L’aumento dell’affrancatura delle lettere standard non è stato accolto grazie alla raccomandazione del Sorvegliante dei prezzi, il consigliere nazionale socialista Werner Marti. Il suo parere si fondava sugli eccellenti risultati ottenuti dalla Posta con il traffico delle lettere. Per contro, l’ascesa delle tariffe dei pacchi non è stata considerata abusiva, visto il deficit registrato in questo settore.
Quanto alle nuove tariffe dei medici, malgrado qualche riserva il Sorvegliante dei prezzi ha dato il suo accordo di principio alla nuova versione di struttura tariffaria unificata. Questa, tuttavia, non può ancora entrare in vigore poiché resta da valutare l’aspetto della neutralità dei costi.
Nel campo dei prezzi dei medicinali – che “Mister Prezzi” tiene d’occhio sin dagli anni Ottanta – un nuovo studio comparativo con il mercato dei farmaci in Germania (considerata “paese dai prezzi elevati”) mostra che in Svizzera i farmaci restano ancora più cari. Ciò vale soprattutto per i prodotti “fuori lista”, cioè non rimborsati dalle casse-malattia, le cui variazioni di prezzo toccano il 33,3 per cento, rispetto al 15,9 per cento presentato dai medicinali inclusi nella lista delle specialità rimborsabili. Per tale ragione, il Sorvegliante dei prezzi s’occuperà nell’anno in corso in particolare dei contraccettivi (pillole anticoncezionali), il cui prezzo si differenzia di circa il 40 per cento rispetto a quello praticato in Germania.
Sorprendente, a questo proposito, è stata la risposta negativa di Werner Marti alla domanda se fosse stato fatto un confronto anche tra i differenti poteri d’acquisto dei salari. La mancanza di un tale confronto rischia di rendere meno credibile la battaglia per il contenimento dei prezzi dei farmaci (ma anche di altri prodotti) in Svizzera. “Mister Prezzi” insisterà tuttavia per esigere un’estensione del confronto internazionale dei prezzi dei medicinali rimborsabili dalle casse-malattia e la soppressione del periodo di 15 anni a protezione dei prezzi dei prodotti ancora coperti da brevetto.

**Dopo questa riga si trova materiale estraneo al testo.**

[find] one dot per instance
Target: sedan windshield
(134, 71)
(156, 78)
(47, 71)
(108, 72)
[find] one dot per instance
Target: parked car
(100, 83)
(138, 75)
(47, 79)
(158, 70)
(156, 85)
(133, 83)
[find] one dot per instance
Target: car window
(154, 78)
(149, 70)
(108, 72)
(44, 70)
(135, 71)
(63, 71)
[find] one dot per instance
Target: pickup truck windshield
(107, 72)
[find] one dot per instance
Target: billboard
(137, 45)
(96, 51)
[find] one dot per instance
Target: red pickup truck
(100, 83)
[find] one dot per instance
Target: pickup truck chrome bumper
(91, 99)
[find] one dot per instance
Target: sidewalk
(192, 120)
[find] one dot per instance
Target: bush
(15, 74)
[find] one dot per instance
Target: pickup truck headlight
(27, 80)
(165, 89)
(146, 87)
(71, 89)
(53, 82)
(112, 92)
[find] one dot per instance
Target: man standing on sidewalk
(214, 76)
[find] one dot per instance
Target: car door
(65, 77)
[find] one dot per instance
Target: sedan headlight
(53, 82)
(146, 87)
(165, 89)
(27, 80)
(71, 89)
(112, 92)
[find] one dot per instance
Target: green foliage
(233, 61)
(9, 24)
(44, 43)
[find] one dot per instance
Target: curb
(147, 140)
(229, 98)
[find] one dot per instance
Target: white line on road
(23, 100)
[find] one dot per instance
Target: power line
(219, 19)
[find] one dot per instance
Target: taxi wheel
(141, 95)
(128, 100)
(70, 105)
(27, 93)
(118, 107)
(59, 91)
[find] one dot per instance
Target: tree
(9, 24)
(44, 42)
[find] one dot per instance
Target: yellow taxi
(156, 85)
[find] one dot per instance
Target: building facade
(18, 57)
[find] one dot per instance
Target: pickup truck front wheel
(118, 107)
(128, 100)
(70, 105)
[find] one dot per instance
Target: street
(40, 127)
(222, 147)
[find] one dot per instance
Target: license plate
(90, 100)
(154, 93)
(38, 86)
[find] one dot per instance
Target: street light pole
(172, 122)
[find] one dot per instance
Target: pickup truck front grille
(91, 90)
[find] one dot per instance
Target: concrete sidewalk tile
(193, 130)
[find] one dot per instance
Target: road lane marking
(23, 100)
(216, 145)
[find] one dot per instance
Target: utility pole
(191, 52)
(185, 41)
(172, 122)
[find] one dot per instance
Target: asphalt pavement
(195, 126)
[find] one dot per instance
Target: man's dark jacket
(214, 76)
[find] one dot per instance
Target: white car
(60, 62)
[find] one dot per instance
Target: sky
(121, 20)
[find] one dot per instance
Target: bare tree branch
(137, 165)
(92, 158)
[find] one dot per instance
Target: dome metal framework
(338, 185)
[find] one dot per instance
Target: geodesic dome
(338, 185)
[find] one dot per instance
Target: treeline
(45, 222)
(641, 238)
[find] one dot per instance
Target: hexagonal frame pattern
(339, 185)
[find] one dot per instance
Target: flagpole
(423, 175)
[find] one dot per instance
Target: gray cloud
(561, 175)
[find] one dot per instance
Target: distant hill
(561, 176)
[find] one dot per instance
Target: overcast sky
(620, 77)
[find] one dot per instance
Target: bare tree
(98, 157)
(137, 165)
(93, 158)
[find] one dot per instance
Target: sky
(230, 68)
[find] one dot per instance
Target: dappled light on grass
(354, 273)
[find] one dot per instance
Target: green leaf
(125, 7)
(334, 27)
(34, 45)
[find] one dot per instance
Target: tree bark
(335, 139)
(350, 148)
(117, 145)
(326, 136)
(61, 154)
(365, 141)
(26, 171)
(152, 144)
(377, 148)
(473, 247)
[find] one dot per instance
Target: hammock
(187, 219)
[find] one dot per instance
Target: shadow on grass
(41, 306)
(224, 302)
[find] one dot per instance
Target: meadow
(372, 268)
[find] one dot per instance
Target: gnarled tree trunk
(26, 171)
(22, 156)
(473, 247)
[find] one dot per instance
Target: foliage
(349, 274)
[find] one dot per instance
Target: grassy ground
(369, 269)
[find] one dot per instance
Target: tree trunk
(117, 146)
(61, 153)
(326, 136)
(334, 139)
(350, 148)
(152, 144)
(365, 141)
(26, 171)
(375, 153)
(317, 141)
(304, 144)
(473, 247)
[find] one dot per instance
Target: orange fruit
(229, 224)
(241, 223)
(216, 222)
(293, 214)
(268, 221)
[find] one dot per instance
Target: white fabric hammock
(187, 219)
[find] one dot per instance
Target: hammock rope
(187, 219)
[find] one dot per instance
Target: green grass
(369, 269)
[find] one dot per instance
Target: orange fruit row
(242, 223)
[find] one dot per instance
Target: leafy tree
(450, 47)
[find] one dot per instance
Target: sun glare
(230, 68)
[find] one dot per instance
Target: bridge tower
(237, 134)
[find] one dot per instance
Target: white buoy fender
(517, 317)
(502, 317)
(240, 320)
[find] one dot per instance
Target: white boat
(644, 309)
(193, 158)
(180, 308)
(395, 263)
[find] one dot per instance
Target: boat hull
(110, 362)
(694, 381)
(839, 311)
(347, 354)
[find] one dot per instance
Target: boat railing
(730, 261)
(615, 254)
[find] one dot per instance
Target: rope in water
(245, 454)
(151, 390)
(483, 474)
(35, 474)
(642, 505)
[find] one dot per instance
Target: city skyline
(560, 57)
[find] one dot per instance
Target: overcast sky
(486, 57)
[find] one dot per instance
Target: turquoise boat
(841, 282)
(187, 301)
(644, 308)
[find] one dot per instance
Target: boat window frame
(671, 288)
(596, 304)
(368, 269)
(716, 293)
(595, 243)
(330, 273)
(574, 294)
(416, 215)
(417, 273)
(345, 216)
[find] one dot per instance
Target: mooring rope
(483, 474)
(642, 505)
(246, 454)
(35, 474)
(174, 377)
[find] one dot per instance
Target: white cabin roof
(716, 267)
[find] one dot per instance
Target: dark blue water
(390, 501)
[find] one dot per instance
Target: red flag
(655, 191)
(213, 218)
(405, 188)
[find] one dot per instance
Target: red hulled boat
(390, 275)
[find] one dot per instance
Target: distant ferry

Nel caso Microsoft (differenze tra i prezzi praticati in Svizzera e negli Usa per certi software), l’apertura di un’inchiesta formale è stata abbandonata, visto che il problema si è molto attenuato a causa della rivalutazione del dollaro. Quanto al futuro mercato dell’elettricità, i cui costi di trasporto devono ancora essere definiti, sarà importante vegliare affinché i clienti non abbiano a pagare il prezzo della liberalizzazione parziale. La competenza di “Mister Prezzi”di fare raccomandazioni alle autorità politiche che fissano o approvano i prezzi di vendita finali, sarà estesa a un diritto di decisione, così come già avviene per i prezzi fissati dalle imprese private.
Infine, per quanto concerne i negoziati con SWITCH relativi alle tariffe di registrazione dei nomi di “dominio” .ch (indirizzi Internet), secondo Werner Marti dovrebbero concludersi con un successo. Il Sorvegliante dei prezzi, vistala crescita esponenziale del numero di nomi registrati, ha chiesto una riduzione considerevole del prezzo iniziale di 80 franchi e della tariffa periodica fissa di 48 franchi.